Background: Chronic neuropathic pain (NP) presents therapeutic challenges. Interest in the use of cannabis-based medications has outpaced the knowledge of its efficacy and safety in treating NP. The objective of this review was to evaluate the effectiveness of cannabis-based medications in individuals with chronic NP.

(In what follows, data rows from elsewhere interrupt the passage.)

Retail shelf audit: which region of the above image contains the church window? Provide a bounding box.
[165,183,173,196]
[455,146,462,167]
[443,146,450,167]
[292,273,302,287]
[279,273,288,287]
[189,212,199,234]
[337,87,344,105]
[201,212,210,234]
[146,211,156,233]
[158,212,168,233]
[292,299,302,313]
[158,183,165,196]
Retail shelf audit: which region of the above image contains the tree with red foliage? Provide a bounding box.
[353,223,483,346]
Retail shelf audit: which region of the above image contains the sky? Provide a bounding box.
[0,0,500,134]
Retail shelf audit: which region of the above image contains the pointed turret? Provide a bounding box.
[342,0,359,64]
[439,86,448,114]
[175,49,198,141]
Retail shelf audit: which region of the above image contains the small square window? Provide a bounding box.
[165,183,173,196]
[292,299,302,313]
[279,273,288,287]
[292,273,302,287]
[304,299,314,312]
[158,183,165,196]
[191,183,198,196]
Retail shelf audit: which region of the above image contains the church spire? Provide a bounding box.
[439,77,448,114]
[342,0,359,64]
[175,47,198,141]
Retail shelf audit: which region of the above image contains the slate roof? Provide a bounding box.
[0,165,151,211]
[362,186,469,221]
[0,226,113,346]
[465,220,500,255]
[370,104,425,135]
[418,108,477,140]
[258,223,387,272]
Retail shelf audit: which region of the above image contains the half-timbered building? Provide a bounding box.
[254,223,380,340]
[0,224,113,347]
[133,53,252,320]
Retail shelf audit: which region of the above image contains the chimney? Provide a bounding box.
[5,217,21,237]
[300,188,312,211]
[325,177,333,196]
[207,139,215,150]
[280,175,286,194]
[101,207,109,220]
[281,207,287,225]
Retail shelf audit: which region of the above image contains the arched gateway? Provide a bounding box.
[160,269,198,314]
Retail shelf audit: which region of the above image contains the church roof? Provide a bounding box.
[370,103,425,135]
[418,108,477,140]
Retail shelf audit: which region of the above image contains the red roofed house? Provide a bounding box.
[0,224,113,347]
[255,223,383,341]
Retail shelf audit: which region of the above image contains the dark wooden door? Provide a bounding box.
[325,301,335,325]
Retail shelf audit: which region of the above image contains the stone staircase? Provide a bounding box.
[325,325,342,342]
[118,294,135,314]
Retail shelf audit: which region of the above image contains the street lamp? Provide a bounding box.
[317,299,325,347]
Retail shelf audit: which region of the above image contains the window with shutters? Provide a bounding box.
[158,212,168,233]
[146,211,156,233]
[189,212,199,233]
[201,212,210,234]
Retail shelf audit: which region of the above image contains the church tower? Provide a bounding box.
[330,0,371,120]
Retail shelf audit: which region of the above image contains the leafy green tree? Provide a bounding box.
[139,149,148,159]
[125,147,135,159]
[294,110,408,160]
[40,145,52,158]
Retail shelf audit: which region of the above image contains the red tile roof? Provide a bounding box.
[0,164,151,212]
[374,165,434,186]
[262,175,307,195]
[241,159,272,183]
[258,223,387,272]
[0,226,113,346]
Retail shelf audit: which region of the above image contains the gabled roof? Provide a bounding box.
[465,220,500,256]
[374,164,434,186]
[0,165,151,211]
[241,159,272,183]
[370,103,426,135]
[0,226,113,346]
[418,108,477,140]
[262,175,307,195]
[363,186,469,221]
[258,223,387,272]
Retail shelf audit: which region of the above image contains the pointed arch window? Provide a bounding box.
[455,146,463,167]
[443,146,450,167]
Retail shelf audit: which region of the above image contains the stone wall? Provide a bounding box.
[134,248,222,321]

Methods: Randomized placebo-controlled trials using tetrahydrocannabinol (THC), cannabidiol (CBD), cannabidivarin (CBDV), or synthetic cannabinoids for NP treatment were included. The MEDLINE, Cochrane Library, EMBASE, and Web of Science databases were examined. The primary outcome was the NP intensity. The risk of bias analysis was based on the Cochrane handbook.

Results: The search of databases up to 2/1/2021 yielded 379 records with 17 RCTs included (861 patients with NP). Meta-analysis showed that there was a significant reduction in pain intensity for THC/CBD by -6.624 units (P < .001), THC by -8.681 units (P < .001), and dronabinol by -6.0 units (P = .008) compared to placebo on a 0-100 scale. CBD, CBDV, and CT-3 showed no significant differences. Patients taking THC/CBD were 1.756 times more likely to achieve a 30% reduction in pain (P = .008) and 1.422 times more likely to achieve a 50% reduction (P = .37) than placebo. Patients receiving THC had a 21% higher improvement in pain intensity (P = .005) and were 1.855 times more likely to achieve a 30% reduction in pain than placebo (P < .001).

Conclusion: Although THC and THC/CBD interventions provided a significant improvement in pain intensity and were more likely to provide a 30% reduction in pain, the evidence was of moderate-to-low quality. Further research is needed for CBD, dronabinol, CT-3, and CBDV.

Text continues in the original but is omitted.